Of course as an Italian, Flavio will always have a place for Ferrari in his heart and he offers the tifosi a few words of caution following the red team’s headline grabbing lap times in the recent Andalucian test.
“Of course, everyone wants to see a winning Ferrari and, after the difficulties of last season, would be fabulous. But we must remain cautious, the true values do not know up to Melbourne. However, it is positive that Ferrari has already been able to do more than they achieved in this test a year ago and hopefully will understand more in the next test. But one thing is certain: the Mercedes is ahead of all the competition.”
TJ13’s Andrew Huntley-Jacobs spoke on the eve of the final day in Jerez with engineers from Brixworth, who were amused at the hype over the Ferrari lap times – suggesting the silver arrow has a lot ore in hand for Barcelona.
F1 division 2
If nothing else, Bernie Ecclestone is a survivor; and to survive the most tumultuous of external environments, adaptability is a key requirement.
Ecclestone does a finance ‘health check’ of the Formula One teams in the autumn of each year, and in 2014 he discovered what many had been predicting for months and years. Two F1 teams were on the brink of collapse and others were steps not miles behind them.
There was talk of 3 car teams from around Monza, and the willing and helpful Christian Horner joined the chorus stating as late as November: “I hope that Marussia and Caterham get their act together. If not, and we had to run a third car, we would be in a position to. But we will need to know pretty quickly – it’s already November”.
However, almost 2 months earlier, Eric Boullier of McLaren had revealed to build “the chassis and the logistics of the third car… the people around it…. we would need about six months’ notice.”
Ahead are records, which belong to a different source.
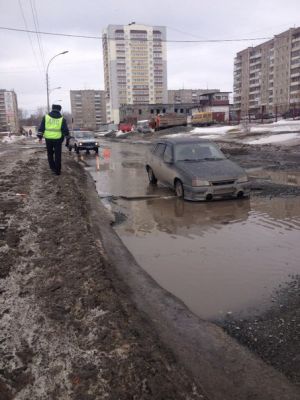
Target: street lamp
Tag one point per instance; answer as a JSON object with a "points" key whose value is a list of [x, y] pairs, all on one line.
{"points": [[52, 90], [47, 76]]}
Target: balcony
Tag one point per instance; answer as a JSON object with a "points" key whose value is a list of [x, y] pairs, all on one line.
{"points": [[295, 83]]}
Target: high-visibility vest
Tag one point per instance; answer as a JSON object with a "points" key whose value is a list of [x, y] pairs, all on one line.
{"points": [[53, 127]]}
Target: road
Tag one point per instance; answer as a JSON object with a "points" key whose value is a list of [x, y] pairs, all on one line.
{"points": [[228, 261]]}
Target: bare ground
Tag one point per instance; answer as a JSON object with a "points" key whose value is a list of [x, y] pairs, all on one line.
{"points": [[68, 327], [68, 330]]}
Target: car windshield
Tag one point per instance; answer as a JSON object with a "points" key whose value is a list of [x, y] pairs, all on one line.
{"points": [[84, 135], [197, 152]]}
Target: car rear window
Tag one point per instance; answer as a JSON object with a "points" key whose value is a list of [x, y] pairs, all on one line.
{"points": [[159, 149], [197, 151]]}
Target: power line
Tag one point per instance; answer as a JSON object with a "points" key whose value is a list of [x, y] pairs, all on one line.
{"points": [[36, 24], [163, 40], [29, 37]]}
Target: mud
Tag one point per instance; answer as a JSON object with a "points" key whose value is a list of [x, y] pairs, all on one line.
{"points": [[273, 335], [68, 326], [68, 329]]}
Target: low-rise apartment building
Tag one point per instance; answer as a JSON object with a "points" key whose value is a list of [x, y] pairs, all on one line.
{"points": [[9, 121], [267, 76], [88, 109]]}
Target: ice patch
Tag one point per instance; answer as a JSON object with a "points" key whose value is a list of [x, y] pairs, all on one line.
{"points": [[274, 138], [12, 139], [218, 130]]}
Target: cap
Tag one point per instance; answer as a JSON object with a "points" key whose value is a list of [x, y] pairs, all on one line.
{"points": [[56, 107]]}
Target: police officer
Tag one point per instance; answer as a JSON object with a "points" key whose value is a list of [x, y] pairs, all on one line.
{"points": [[54, 128]]}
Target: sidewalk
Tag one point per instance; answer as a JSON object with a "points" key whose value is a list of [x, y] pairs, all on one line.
{"points": [[80, 320]]}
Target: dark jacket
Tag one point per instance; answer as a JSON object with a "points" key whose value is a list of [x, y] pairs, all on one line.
{"points": [[64, 127]]}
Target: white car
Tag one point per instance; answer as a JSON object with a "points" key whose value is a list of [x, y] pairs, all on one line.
{"points": [[83, 140]]}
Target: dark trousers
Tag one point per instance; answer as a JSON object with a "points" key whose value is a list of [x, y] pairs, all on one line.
{"points": [[54, 154]]}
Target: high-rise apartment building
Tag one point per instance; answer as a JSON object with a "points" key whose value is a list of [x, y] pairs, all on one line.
{"points": [[135, 66], [88, 109], [9, 121], [196, 96], [267, 76]]}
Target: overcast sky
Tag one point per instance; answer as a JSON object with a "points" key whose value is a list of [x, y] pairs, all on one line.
{"points": [[190, 65]]}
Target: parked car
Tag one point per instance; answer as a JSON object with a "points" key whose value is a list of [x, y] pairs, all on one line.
{"points": [[83, 140], [196, 169], [143, 126]]}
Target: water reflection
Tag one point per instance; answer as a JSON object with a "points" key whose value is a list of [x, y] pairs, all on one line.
{"points": [[217, 257], [290, 178]]}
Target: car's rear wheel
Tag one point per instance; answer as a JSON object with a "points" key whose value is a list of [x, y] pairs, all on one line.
{"points": [[151, 176], [179, 189]]}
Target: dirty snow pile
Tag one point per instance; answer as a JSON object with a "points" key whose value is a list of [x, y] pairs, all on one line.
{"points": [[215, 131], [275, 138], [279, 126], [11, 139]]}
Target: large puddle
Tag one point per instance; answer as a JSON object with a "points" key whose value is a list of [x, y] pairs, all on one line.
{"points": [[219, 257]]}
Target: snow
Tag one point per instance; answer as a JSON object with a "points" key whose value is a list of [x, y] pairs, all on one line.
{"points": [[275, 138], [11, 139], [218, 130], [120, 133], [279, 126]]}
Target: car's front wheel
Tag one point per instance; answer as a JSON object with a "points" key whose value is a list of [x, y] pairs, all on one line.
{"points": [[179, 188], [151, 176]]}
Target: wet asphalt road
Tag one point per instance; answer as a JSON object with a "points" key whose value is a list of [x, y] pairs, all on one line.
{"points": [[220, 258]]}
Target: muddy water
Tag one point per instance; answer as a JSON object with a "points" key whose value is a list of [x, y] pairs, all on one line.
{"points": [[291, 178], [220, 257]]}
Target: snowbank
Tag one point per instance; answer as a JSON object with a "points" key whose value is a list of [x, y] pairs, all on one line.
{"points": [[218, 130], [120, 133], [275, 138], [11, 139], [279, 126]]}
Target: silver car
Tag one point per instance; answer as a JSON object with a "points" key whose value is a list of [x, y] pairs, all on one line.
{"points": [[196, 169], [83, 140]]}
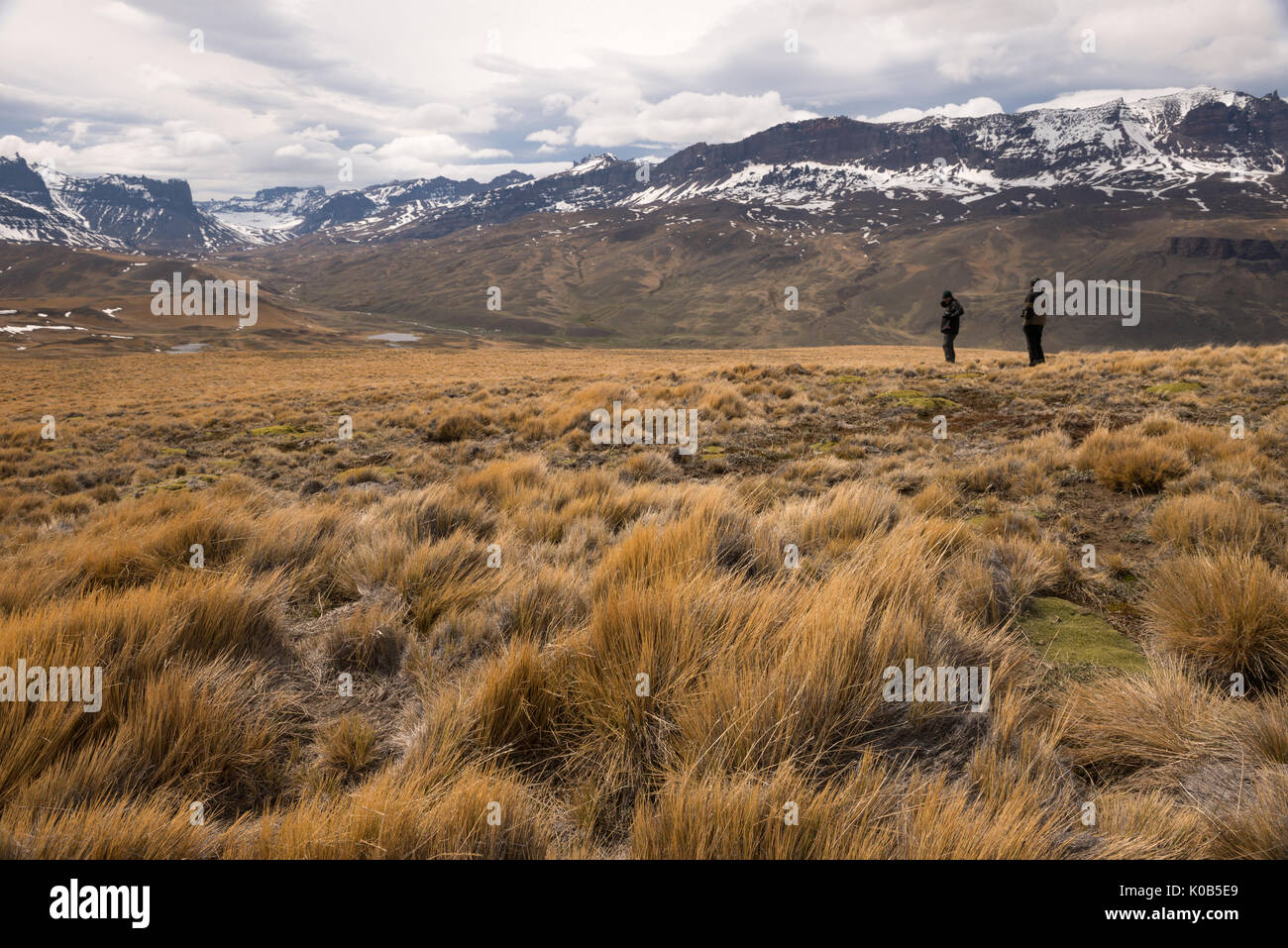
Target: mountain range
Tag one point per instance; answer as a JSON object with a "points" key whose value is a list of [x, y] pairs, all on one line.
{"points": [[1186, 192]]}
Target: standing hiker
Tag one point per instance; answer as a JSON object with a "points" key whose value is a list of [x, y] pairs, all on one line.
{"points": [[1033, 324], [951, 324]]}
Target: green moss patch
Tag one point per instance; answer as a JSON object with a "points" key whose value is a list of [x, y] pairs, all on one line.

Someone wasn’t telling the truth.
Well three car teams fell by the wayside as did Caterham and Marussia, leaving just 18 cars at present to take the grid in Australia two months from now.
Yet there are commercial agreements in pace with race promoters and TV companies where should the number of cars attending a Formula One weekend fall below a certain number – the contracts with FOM become void.
Speaking to SKY F1 in Austin, Ecclestone appeared nonchalant about the number of cars on the grid. “It could go down to 14. If we lose another two teams that is what will happen. I can’t predict if it won’t or it will. But if it is 18 no drama at all.”
However, with Force India’s rejection of a plan which would allow Marussia to return to the grid in 2015 and the Silverstone outfit themselves apparently strapped for cash and unable to release their 2015 chassis from a warehouse in a southern British port – the number of teams in Melbourne cold in fact be 16.
Ina desperate bid to ensure this doesn’t happen, Bernie Ecclestone presented a plan to the F1 strategy group last week which would see him provided a start-up fund of 15m euro’s for anyone wishing to enter the 2015 in a ‘B’ division competition.
This plan would see the Caterham fans favourite F1 consultant, Colin Kolles, prepare a chassis based upon the 2013 Red Bull car and Flavio Briatore would offer a V8 engine produced at Mecachrome.
The strategy group rejected this proposal, leaving Ecclestone with little choice but to ensure Force India make it to Melbourne – and as insurance probably the re-birthed Marussia too.
F1 division 2 at present seems dead in the water, though with the aptitude abilities of Bernie Ecclestone in play – who knows what the next plan could be.